Sejak itu saya berpetualang dan mengumpulkan bukti keberadaan Harimau Jawa berdasarkan informasi perjumpaan atau pembunuhan satwa ‘punah’ ini. Informasi perjumpaan Harimau Jawa saya peroleh dari Pemburu lokal, Pecinta Alam, Jagawana, Perbakin dan Mandor Perhutani.
Februari 1999 kami bersama BKSDA Jatim II merambah kawasan Gunung Merapi Ungup-ungup, Ijen, Rante, Panataran dan Raung. Penelusuran dilakukan oleh 8 regu, masing-masing regu beranggotakan 4 – 5 orang selama 15 hari didalam hutan. Hasil penelusuran tersebut ditemukan bukti keberadaan Harimau Jawa di Gunung Raung, Panataran dan Ijen berdasarkan temuan rambut yang terselip di luka cakaran dan kotoran.

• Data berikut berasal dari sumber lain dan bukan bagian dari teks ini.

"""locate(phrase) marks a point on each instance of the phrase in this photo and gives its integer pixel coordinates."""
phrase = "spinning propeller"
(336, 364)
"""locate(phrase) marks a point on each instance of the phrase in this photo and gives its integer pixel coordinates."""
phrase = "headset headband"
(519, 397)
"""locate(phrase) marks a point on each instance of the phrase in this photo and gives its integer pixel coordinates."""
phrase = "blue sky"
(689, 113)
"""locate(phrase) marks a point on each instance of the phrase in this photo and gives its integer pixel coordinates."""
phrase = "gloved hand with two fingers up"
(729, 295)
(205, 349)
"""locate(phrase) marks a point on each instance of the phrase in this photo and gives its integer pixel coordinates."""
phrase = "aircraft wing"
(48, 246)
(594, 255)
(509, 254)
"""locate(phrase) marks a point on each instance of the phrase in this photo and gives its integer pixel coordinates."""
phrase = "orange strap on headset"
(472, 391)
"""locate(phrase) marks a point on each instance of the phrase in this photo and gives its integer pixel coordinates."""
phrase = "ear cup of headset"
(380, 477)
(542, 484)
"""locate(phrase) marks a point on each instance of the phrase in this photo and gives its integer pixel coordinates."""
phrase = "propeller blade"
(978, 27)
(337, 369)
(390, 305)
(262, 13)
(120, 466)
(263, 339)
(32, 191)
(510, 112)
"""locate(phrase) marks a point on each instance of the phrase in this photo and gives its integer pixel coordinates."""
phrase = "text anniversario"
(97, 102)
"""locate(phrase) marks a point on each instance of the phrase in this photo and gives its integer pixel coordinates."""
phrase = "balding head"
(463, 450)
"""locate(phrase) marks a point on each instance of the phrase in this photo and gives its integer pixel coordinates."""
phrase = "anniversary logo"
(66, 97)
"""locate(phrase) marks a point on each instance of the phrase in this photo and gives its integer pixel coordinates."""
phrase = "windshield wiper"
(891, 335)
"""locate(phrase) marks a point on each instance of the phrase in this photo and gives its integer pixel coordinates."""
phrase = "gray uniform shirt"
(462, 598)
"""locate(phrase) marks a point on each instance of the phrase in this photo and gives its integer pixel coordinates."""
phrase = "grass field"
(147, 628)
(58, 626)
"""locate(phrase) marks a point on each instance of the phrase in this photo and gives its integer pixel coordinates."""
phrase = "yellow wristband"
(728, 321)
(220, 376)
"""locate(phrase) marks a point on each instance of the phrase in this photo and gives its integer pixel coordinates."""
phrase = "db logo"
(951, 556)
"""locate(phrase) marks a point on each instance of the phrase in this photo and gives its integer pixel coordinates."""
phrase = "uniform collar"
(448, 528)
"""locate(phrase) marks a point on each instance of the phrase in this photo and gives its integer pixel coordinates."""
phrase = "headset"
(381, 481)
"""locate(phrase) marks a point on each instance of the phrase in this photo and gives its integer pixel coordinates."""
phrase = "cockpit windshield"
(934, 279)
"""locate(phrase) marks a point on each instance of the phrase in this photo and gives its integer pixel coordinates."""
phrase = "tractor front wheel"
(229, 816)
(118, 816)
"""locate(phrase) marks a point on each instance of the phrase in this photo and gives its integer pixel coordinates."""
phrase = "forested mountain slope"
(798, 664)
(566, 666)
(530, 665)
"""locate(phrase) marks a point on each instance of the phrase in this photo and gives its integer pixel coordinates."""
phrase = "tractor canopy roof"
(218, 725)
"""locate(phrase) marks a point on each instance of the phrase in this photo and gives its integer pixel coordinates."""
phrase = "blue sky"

April 1999 saya bersama peserta Pendidikan Lingkungan Kapai membongkar kelebatan hutan Gunung Slamet sisi Barat dan Selatan selama 15 hari. Hasil temuan berupa cakaran di pohon dengan rambut yang terselip, juga kotoran dan jejak. Keberadaan Harimau Jawa di Gunung Slamet diperkuat oleh penuturan masyarakat Pekuncen yang telah membunuh Harimau Loreng tahun 1997. Rambut dari kulit Harimau Loreng sisa pembunuhan tahun 1997 berhasil diidentifikasi menggunakan mikroskup elektron sebagai rambut Harimau Jawa.

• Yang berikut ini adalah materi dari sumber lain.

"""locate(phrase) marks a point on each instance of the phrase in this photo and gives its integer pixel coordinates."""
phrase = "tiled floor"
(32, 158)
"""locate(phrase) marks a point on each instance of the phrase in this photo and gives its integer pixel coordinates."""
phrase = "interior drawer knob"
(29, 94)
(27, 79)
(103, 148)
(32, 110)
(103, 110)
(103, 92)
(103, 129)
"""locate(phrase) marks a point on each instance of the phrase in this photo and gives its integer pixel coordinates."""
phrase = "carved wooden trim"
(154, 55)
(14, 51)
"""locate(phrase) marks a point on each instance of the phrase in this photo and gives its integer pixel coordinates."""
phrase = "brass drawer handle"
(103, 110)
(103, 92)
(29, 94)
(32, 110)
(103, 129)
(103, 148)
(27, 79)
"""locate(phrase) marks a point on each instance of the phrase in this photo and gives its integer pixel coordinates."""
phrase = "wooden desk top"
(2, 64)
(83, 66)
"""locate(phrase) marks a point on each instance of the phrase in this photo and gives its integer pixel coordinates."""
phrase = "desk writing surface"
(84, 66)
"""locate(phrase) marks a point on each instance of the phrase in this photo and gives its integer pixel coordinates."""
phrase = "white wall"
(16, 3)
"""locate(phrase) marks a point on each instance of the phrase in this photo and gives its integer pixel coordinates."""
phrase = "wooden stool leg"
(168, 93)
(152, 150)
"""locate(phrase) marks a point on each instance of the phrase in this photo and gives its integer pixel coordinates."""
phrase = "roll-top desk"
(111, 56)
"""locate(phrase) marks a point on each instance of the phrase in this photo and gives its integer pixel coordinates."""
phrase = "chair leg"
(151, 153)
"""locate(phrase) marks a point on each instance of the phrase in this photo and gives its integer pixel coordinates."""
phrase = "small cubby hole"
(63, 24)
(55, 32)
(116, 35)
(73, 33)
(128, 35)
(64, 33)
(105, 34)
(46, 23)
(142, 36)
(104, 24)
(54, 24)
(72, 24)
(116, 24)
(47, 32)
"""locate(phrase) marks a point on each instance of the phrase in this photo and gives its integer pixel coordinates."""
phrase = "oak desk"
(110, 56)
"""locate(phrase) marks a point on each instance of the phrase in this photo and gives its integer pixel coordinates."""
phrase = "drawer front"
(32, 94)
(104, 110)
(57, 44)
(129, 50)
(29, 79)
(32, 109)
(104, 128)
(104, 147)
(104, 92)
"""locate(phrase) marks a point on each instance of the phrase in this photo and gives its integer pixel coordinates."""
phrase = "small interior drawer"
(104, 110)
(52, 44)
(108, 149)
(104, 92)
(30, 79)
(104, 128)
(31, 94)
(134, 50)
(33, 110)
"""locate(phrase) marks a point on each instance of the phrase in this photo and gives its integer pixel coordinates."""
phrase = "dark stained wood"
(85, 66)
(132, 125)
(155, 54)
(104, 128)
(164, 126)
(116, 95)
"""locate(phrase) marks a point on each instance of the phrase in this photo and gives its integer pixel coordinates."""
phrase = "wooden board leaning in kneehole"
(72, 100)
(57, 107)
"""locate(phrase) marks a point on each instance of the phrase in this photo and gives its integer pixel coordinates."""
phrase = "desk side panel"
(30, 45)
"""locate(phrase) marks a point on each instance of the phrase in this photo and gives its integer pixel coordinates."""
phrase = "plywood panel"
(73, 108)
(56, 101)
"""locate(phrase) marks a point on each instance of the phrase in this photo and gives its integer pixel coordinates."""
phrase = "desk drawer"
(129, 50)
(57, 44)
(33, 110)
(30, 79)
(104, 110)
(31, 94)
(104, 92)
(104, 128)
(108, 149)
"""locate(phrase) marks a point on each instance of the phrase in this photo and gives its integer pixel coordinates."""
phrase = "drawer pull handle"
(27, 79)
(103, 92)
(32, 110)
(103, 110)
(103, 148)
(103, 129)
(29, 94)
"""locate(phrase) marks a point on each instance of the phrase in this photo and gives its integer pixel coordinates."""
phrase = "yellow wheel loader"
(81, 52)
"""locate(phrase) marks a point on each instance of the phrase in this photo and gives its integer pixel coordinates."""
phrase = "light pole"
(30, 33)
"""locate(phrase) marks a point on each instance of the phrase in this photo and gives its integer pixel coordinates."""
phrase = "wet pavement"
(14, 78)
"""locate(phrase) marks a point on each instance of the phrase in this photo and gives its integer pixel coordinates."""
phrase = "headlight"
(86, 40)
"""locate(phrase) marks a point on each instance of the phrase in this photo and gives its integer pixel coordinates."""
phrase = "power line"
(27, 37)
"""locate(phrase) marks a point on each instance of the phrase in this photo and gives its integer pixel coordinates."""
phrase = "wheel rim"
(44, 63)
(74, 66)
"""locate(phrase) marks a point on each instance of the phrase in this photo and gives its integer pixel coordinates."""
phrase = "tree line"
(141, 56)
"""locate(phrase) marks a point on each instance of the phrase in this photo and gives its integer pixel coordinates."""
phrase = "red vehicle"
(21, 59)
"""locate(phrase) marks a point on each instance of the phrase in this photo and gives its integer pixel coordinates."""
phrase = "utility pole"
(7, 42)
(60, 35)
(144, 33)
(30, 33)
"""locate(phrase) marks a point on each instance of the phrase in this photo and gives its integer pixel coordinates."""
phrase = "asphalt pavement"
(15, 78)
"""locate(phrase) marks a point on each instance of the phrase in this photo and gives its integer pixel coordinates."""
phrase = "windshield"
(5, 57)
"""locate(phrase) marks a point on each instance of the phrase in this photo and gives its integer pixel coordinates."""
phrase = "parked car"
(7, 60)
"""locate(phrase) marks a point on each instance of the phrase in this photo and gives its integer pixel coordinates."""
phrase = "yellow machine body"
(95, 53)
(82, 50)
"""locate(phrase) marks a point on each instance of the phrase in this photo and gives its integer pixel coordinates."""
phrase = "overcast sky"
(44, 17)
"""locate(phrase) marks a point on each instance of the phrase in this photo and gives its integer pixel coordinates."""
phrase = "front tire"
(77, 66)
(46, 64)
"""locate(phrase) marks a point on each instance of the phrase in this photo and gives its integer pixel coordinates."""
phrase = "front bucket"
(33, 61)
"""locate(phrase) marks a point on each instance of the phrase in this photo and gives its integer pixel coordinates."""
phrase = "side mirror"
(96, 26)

Februari sampai Maret 2000 kami mengulangi pemantauan di Gunung Slamet selama satu bulan penuh. Meskipun perjumpaan langsung dengan Harimau Jawa belum terjadi, setidaknya cakaran dan rambutnya kami temukan. Keyakinan tersebut dikuatkan penduduk pengambil kayu di hutan bahwa Harimau Loreng sering mengikuti jalan setapak yang dibuatnya. Saat berpapasan terlihat acuh, oleh penduduk Harimau Loreng disebut "Macan Budeg".
Agustus 2000 ketika saya melakukan investigasi pembangunan jalan Triangulasi – Plengkung di TN. Alas Purwo. Pada perjalanan pulang menuju Dam Buntung, kami bertemu Pak Bura’i dari Situbondo dan Beliau bertanya apakah tadi berpapasan dengan Harimau Loreng di hutan Jati. Sebab 5 menit yang lalu sebelum kami lewat, Pak Bura’i sempat melihat harimau loreng mengaum dari jarak 10 meter.

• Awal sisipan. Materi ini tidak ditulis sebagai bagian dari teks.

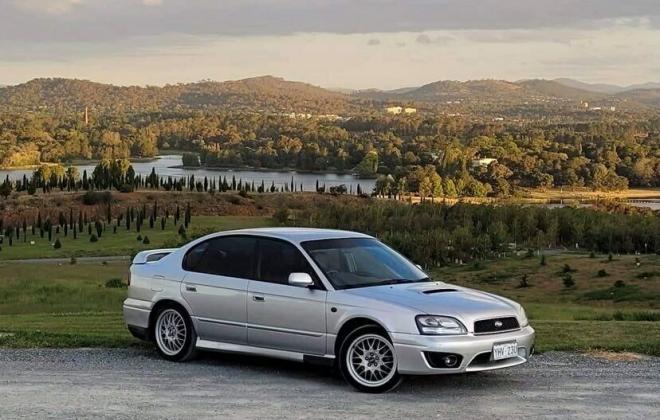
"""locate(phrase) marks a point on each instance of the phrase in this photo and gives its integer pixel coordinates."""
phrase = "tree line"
(434, 234)
(471, 158)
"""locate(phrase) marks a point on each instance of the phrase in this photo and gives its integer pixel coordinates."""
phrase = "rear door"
(281, 316)
(215, 286)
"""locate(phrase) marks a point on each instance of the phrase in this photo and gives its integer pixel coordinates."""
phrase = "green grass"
(64, 305)
(124, 242)
(593, 315)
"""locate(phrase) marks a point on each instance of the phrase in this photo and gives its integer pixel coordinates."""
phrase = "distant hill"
(259, 93)
(649, 97)
(274, 94)
(482, 90)
(606, 88)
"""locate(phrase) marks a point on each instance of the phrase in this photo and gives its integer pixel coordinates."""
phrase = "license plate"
(505, 350)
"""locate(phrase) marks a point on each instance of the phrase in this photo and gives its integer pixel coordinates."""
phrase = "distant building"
(483, 162)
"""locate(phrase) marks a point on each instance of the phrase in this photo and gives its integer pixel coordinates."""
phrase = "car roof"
(298, 235)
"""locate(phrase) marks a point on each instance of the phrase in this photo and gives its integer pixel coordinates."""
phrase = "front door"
(282, 316)
(215, 286)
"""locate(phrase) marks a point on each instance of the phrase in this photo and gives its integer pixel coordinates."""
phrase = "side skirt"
(261, 351)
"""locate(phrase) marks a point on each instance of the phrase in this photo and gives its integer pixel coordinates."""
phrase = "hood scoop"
(434, 291)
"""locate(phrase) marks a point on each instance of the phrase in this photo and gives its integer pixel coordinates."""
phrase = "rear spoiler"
(152, 255)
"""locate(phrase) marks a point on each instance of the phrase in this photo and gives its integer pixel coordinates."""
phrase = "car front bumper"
(474, 350)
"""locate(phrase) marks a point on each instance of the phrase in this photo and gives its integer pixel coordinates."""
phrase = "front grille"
(496, 325)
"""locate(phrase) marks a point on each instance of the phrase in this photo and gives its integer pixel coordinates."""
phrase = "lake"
(166, 165)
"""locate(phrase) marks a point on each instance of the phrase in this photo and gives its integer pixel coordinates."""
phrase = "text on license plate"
(505, 350)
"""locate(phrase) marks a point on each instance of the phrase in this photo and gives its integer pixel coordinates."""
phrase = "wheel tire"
(171, 321)
(358, 337)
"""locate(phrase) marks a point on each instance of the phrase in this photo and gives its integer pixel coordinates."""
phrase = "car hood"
(437, 298)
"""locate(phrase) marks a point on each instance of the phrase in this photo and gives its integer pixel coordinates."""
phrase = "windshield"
(358, 262)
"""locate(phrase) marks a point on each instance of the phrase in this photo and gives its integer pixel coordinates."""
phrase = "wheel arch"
(165, 303)
(354, 323)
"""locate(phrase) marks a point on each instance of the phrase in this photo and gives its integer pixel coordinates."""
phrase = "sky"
(352, 44)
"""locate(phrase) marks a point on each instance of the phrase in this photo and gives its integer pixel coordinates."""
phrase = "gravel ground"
(135, 383)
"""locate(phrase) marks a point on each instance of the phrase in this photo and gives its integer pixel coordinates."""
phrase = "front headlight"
(523, 317)
(439, 325)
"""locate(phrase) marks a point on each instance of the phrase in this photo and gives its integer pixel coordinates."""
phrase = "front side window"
(231, 256)
(278, 259)
(361, 262)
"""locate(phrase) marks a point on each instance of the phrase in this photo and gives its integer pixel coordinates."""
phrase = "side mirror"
(301, 280)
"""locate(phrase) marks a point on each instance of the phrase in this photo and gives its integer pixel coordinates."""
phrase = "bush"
(281, 216)
(568, 281)
(115, 283)
(91, 198)
(126, 188)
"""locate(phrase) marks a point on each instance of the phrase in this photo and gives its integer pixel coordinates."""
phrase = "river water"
(166, 165)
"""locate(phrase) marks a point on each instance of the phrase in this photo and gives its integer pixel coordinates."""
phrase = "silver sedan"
(320, 296)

Desember 2000 saya mengejar informasi perjumpaan Harimau Loreng di Gunungkidul bersama Jagawana dari UKSDA DI.Jogjakarta. Meskipun bukti temuan menunjukkan bekas aktifitas Macan Tutul, namun beberapa kepala Dusun menyakini bahwa masih sering dijumpai Harimau Loreng saat musim kemarau atau ketika ada warga yang meninggal. Lama penungguan di makam yang baru dikubur berkisar dari 7 sampai 20 hari. Keberadaan Harimau Loreng di Gunungkidul dikuatkan oleh temuan cakaran di batu cadas penutup mulut song Bejono di Ponjong yang menjadi tempat persembunyiannya.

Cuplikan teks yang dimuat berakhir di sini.